Killer Whale Culture
Culture is central to killer whale society. They are matriarchal, with mothers and grandmothers passing on vital life skills, language, and information from one generation to the next. It becomes ingrained in every family member what is food and what isn’t, where to find food at different times of the year, and how to hunt it. As with humans, culture is a difficult thing to change or adapt for orca societies. When thousands of generations of your family have hunted and eaten salmon, it is difficult to just ‘flick the switch’ and start eating marine mammals or other species of fish.

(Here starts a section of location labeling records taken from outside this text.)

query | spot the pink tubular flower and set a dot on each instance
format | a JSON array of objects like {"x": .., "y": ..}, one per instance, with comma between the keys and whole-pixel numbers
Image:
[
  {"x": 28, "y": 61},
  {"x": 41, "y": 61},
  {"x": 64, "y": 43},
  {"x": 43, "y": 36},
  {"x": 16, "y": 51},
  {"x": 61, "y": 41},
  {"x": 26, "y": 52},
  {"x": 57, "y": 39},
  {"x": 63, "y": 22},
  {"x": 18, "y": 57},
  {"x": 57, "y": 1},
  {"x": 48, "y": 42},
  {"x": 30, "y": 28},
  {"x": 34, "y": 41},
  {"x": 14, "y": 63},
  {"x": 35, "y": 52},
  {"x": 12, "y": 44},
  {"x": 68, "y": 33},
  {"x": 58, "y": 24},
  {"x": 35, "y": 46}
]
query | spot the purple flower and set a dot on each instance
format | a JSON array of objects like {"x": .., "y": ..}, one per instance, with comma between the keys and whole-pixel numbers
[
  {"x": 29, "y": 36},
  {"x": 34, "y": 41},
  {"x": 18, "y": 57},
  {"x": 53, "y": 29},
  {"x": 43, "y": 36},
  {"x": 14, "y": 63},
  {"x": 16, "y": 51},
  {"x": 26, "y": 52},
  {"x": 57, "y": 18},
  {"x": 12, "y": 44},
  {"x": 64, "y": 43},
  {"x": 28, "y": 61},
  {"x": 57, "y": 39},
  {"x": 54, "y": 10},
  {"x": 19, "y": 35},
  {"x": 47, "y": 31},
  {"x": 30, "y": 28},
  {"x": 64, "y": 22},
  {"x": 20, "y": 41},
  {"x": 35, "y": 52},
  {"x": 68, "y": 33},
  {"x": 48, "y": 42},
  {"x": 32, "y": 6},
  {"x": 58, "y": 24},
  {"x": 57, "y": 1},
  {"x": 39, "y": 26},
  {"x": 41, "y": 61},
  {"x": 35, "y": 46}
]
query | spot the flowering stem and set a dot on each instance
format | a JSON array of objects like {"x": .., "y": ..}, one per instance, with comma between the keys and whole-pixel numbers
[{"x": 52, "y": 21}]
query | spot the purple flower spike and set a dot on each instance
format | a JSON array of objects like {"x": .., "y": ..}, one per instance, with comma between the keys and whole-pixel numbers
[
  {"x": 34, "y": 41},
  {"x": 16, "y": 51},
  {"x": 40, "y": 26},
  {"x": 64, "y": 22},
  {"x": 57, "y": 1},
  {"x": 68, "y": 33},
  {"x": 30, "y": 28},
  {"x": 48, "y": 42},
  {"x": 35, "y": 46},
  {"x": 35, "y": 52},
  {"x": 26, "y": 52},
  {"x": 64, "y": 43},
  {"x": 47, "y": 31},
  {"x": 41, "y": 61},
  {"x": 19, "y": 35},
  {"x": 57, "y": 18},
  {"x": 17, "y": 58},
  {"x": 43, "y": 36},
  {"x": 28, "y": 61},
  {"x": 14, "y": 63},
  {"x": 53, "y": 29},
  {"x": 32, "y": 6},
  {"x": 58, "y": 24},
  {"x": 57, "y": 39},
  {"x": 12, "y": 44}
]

The struggle to change the Southern Resident Killer Whale diet is further complicated by a lack of physical capability to hunt marine mammals like seals, sea lions, porpoises, and other whales. Southern Residents have smaller, less robust, and dense teeth compared to their mammal-hunting cousins, the Bigg’s Killer Whales. They also evolved to have lighter jawbones suited for biting fish rather than chomping on the bones of marine mammals. As you are probably starting to see, switching food sources isn’t so easy!
The Future Of The Southern Resident’s Diet
There is new evidence that the Southern Residents may be trying other fish on the menu that they previously have not been recorded eating. In the past few years, scientists have found the Southern Residents are dining on species such as Coho Salmon, Halibut, and Sablefish. The populations of these species may not be high enough to replace their Chinook diets, but it does show that they are trying to adapt. Coho Salmon are much smaller and more agile than Chinook, so the Southern Residents are spending more energy trying to catch them than they would when they hunt Chinook. However, being very smart animals, they have the potential to become more efficient at capturing Coho.
Halibut and Sablefish are deepwater species and orcas are not famous for their diving abilities compared to other types of whales. Chinook salmon tend to be found in relatively shallow water, so Southern Residents haven’t needed to be champion divers to catch their prey. They may need to rely on the larger, heavier males to hunt for deeper dwelling species, while females can focus on salmon when they are present as they are closer to the surface. Every species of fish behaves differently, so the Southern Residents have to learn different techniques to catch them. They do have the second-largest brain of any animal, but it still takes time to learn new skills and be successful using them!
The future of Southern Resident Killer Whales is uncertain, but there is hope that they can and will adapt to eating other species in addition to Chinook salmon. Only time will tell, but we will be there watching and cheering them on!